DE102004061026A1 - Device for removing gas from a container - Google Patents

Abstract

Container e.g. cryogenic tank (1) has removal unit (3) which removes gas (GH2) from gas pipe (9). An other container (8) is mounted in the lower area of the container. The other container and the heating device (7) stretch across the entire lower area of the container.

Description

The The invention relates to a container with condensed gas with a removal device, in particular a cryotank of a motor vehicle, in particular for supply a consumer, such as an internal combustion engine driving the motor vehicle, according to the preamble of the first claim.

It is already known, motor vehicles for example with hydrogen or to drive natural gas and this fuel as condensed Gas in a container to store in the vehicle. To this liquefied storage are special pressure-resistant containers necessary, which due to the deep storage temperatures a very should have good isolation. It is known to avoid of heat input from the environment double-walled, vacuum-insulated container too use.

So Storage of, for example, hydrogen in mobile takes place Vehicles frequently in the form of cryogenic, liquefied Hydrogen, as condensed gas. Because in this state owing the high energy density (opposite storage of warm, compressed hydrogen gas) for vehicles advantageous high range can be achieved.

Of the deep cold, liquid Hydrogen supply is in the vehicle in the boiling state in one thermally very well isolated, pressure-tight container stored. The energy density The boiling hydrogen is thereby stored by storage at a temperature little over the boiling temperature at ambient pressure, about 20 K, maximum.

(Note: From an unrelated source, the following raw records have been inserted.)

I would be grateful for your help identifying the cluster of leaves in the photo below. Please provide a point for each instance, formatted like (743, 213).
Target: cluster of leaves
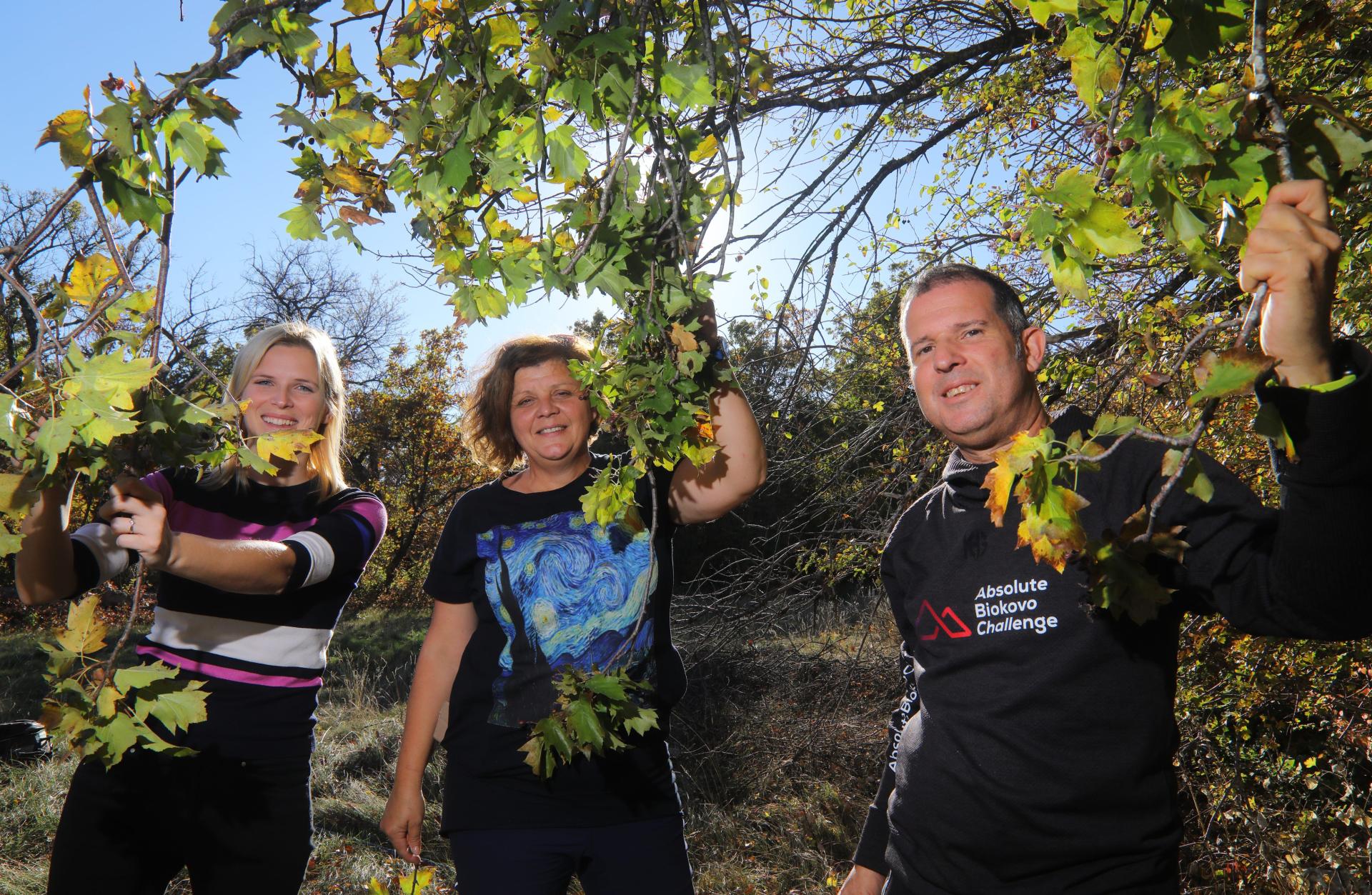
(103, 711)
(596, 711)
(475, 119)
(98, 406)
(1050, 525)
(1198, 155)
(1050, 513)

In the today technically converted storage tanks is the hydrogen typically at temperatures of about 21 K to about 27 K and the with it corresponding boiling pressures of 2 bar (abs.) to approx. 5 bar (abs.) before.

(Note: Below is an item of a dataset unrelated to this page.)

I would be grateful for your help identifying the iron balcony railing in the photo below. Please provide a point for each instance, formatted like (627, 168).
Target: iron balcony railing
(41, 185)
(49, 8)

in the lower part of the reservoir the boiling hydrogen is the mass-denser liquid phase (hereinafter also called LH2) and lying above as gaseous phase (also called GH2 in the following).

The immediate promotion of hydrogen (also called H2 below) from the reservoir in a flow line to a conditioner or consumer takes place in the simplest case the static pressure gradient between the tank interior and the surrounding area or by a targeted printing of the reservoir. There is basically the Possibility through the geometric design of the feed line beginning in the tank interior, priority to promote LH2 or GH2 only.

Out In such a cryogenic tank boiling H2 is generally stored taken from the gas phase as GH2, as a result of the possible Deviations from the normal position of the mobile container or more dynamic, accelerated Conditions, the inlet opening a sampling line for LH2 systematically even at high levels of gas phase temporarily bathes can be. This is over time the emptying of the mobile container especially long before the time possible before the gas phase in an identical immobile container, the inlet opening of LH2 extraction line achieved by pure removal.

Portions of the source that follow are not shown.